Judge denies commissioners cases following recall petition

Senior District Judge Charles Thompson ruled to dismiss the defamation case filed by County Commissioner John Lampros while dismissing four of seven allegations filed by Commissioner Mike Lemich against Cheryl Noriega, James Adams and Timothy McGowan.

Noriega, Adams and McGowan filed a petition to recall against Lampros and Lemich earlier this year but failed to garner enough signatures before its October deadline passed. Thompson cited the anti-SLAPP statute (strategic lawsuit against public participation) in his ruling in both Lemich’s and Lampros’ defamation suit.

The statute defines a SLAPP lawsuit as a “meritless suit filed primarily to chill the defendant’s exercise of First Amendment Rights” from the case John v Douglas County School District. Under the statute, three types of good-faith communications made in furtherance of the right to petition remain protected:

1. Communication that is aimed at procuring any governmental or electoral action, result or outcome.

2. Communication of information or a complaint to a legislator, officer or employee of the Federal Government, this state or a political subdivision of this state, regarding a matter reasonably of concern to the respective governmental entity.

3. Written or oral statement made in direct connection with an issue under consideration by a legislative, executive or judicial body, or any other proceeding authorized by law, which is truthful or made without knowledge of its falsehood.

4. The defendants contended that all statements contained in the recall petition are true or, if false, were grounded upon good-faith.

Lampros filed his defamation case, stating the trio of individuals and the Ely Jet Center made “oral and written defamatory statements, which resulted in harm to his reputation in the community.”
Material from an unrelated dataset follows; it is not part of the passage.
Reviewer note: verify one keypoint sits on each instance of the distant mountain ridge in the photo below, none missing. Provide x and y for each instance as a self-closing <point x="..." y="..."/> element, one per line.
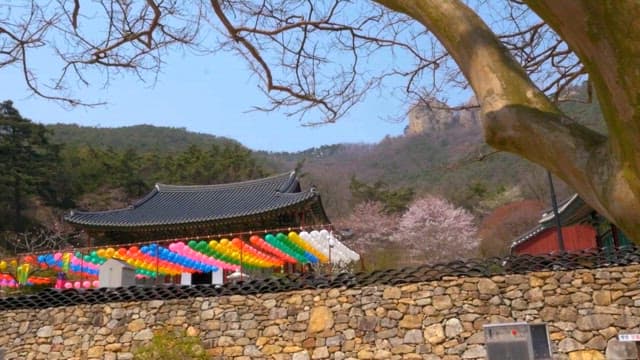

In Thompson’s ruling in Lamrpos’ defamation case, Thompson said the defendants met their initial burden of production and persuasion that their communication was in good faith and in furtherance of their right to petition, shifting the burden of production to Lampros. Judge Thompson wrote in his decision that Lampros failed to prove his case.

“In the opinion of this court, the anti-SLAPP statute applies to the defendant’s communications, which were good-faith communications in furtherance of the right to free speech as defined by NRS 54.637. Plaintiff failed to meet his burden of production and persuasion.”

In Lemich’s defamation case, Lemich contested that the defendants published “defamatory statements about plaintiff filing a notice of intent to recall Mike from his elected office as county commissioner that contained demonstrably false statements of fact, intending to impute criminal acts to Mike.”

Thompson dismissed Lemich’s defamation lawsuit against allegations that statements saying Lemich was responsible for a financial disaster in the White Pine County budget, that Lemich’s mismanagement was responsible for White Pine County’s financial difficulties, that Lemich intimidated and threatened citizens, which would be a crime if true and that Lemich was under investigation by law enforcement for theft…several state and local investigations, were false and defamatory. Thompson also dismissed Lemich’s defamation suit against allegations that he dismantled the County and Fire EMS,

Thompson denied motions to dismiss Lemich’s defamation suit against allegations stating that Lemich was under investigation theft…several state and local investigations, that Lemich negotiated land exchanges for the County when Lemich had a conflict and that Lemich had a personal vendetta against the private operator at the airport and members of the airport board and engaging in accusations, intimidation, lies and threats against both the operator and their customers.

Lemich had 20 days after receiving a copy of the filed order to file a Second Amended Complaint with allegations consistent with this decision. If filed, the defendants will then have 20 days to file an answer.

A copy of Judge Thompson’s ruling is available at the White Pine County Clerk’s office located on Campton Street.